Médico Roger Abdelmassih é preso em São Paulo

SÃO PAULO - O médico Roger Abdelmassih, especialista em reprodução assistida, foi preso por volta das 15h30 desta segunda-feira, quando chegava a sua clínica em São Paulo, segundo a Secretaria de Segurança Pública (SSP). Abdelmassih é acusado de estupro e atentado violento ao pudor.
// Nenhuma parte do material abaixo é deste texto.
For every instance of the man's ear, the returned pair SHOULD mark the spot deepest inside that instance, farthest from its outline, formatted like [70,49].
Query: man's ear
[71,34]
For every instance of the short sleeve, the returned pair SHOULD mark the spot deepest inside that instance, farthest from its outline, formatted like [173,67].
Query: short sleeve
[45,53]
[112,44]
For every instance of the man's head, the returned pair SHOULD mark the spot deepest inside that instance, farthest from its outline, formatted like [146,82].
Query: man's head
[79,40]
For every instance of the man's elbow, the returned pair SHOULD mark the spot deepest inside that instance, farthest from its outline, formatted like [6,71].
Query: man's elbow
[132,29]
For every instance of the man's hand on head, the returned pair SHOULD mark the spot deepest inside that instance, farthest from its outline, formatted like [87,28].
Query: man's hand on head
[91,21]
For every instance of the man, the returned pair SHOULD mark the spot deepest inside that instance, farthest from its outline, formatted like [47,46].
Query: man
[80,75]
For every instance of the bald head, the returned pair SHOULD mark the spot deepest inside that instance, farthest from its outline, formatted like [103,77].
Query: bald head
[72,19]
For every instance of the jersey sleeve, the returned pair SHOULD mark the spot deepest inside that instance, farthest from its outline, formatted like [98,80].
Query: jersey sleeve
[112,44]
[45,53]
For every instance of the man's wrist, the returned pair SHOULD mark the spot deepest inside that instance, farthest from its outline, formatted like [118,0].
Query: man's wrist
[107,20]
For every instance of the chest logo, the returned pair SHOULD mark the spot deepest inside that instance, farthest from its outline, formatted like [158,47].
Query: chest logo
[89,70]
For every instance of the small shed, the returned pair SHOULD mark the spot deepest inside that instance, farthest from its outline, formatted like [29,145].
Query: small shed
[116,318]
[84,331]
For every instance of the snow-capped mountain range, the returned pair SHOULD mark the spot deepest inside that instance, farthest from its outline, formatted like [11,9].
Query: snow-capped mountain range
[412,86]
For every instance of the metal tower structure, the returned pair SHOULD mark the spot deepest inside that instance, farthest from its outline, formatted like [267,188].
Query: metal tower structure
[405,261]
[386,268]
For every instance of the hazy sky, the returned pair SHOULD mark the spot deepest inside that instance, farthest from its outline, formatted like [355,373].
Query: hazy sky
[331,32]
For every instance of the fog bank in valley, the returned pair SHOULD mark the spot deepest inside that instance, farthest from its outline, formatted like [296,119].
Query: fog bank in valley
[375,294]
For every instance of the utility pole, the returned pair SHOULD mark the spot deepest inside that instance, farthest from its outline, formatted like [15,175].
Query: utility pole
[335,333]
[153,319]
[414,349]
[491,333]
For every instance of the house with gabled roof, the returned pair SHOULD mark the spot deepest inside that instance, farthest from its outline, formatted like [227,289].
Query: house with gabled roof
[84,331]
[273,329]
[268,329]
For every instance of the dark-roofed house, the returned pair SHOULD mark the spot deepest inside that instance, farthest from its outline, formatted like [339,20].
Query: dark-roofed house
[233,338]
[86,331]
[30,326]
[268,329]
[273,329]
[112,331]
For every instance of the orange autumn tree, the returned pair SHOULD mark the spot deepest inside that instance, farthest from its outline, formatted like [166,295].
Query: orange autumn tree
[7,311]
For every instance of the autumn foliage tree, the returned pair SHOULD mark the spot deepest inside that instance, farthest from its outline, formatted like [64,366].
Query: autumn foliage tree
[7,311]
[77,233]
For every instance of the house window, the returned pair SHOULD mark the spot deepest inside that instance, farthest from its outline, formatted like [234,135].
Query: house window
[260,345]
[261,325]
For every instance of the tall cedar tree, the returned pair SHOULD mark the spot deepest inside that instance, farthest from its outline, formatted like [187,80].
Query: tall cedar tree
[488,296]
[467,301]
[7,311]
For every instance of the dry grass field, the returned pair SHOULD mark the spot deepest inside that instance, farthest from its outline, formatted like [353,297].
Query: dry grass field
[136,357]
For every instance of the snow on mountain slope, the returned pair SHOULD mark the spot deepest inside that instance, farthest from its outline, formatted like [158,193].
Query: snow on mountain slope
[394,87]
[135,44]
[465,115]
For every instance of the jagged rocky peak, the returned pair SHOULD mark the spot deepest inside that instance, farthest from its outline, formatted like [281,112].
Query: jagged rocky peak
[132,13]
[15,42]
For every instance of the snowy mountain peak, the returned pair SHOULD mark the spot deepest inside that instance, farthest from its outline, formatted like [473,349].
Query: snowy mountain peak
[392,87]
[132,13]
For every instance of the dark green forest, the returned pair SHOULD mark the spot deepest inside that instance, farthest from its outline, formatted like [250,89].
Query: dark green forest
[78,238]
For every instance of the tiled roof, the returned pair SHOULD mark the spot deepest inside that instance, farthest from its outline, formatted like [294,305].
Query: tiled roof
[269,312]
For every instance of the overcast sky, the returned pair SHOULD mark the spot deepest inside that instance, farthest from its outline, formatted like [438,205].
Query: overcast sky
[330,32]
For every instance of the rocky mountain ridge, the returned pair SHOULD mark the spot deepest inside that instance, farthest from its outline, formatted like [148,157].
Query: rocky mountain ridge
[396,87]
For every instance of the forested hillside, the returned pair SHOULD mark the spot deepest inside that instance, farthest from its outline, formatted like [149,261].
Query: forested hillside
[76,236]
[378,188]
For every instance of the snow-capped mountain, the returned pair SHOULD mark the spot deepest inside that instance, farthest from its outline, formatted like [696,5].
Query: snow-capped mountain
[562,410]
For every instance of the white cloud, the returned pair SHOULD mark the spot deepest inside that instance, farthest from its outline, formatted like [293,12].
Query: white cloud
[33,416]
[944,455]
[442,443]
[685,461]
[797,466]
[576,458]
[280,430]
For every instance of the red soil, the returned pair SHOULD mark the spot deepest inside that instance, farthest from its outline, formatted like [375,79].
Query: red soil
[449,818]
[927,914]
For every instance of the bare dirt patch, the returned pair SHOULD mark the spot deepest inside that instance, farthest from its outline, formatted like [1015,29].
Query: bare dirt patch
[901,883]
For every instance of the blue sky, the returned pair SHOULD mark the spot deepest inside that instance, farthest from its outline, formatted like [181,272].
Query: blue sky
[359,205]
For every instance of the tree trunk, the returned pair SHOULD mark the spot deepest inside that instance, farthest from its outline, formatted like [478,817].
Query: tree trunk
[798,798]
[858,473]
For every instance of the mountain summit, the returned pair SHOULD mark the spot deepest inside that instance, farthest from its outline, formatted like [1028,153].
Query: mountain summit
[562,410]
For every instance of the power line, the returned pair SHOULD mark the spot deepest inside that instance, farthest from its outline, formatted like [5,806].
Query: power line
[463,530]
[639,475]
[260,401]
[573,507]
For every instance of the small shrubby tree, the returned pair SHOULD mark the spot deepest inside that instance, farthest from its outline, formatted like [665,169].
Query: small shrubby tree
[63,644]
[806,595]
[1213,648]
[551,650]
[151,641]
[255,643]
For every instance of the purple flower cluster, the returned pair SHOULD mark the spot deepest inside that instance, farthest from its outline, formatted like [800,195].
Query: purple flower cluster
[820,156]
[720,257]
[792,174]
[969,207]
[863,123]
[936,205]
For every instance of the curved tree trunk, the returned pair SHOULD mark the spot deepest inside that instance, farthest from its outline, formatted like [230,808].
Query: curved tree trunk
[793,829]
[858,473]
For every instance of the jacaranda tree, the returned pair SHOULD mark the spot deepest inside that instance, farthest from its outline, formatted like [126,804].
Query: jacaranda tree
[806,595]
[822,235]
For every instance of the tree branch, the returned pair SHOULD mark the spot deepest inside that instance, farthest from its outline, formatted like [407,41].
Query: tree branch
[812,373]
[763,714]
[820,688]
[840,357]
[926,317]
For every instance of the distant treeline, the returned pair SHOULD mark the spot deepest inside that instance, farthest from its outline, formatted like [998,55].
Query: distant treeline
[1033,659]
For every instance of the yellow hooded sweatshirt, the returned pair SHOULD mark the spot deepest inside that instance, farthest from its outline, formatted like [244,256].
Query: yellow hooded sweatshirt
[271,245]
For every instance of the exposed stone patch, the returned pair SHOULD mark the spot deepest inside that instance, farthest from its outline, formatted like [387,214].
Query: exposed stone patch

Bruno Rico, repórter do Último Segundo |

A saída do médico da 3ª Delegacia de Polícia Civil foi tumultuada. Ao ser questionado sobre o que teria a dizer em relação às acusações, ele disse: "por enquanto nada. Confio na Justiça". Abdelmassih deve passar a noite no 40º Distrito Policial, na zona norte, que recebe detidos que tenham diploma universitário

AE
O especialista em reprodução humana Roger Abdelmassih, chega ao 40º Distrito Policial, na zona norte da capital paulista, nesta segunda-feira

Roger Abdelmassih chega ao 40º Distrito Policial, na zona norte da capital paulista

A assessoria do preso ainda não se manifestou. O advogado José Luiz Oliveira Lima afirmou que a prisão de seu cliente é ilegal, "uma vez que ele é réu primário e que se apresentou à polícia sempre que foi chamado". Nesta terça-feira, Oliveira vai entrar um pedido de habeas-corpus para o médico.

Prisão

Segundo o delegado Aldo Galiano Júnior, da 3ª Delegacia de Polícia Civil, quando o médico percebeu que seria preso, correu para dentro da clínica e fechou o portão da garagem. No entanto, os policiais conseguiram entrar no consultório e convencer Abdelmassih, que estava trancado no banheiro, a não resistir à prisão.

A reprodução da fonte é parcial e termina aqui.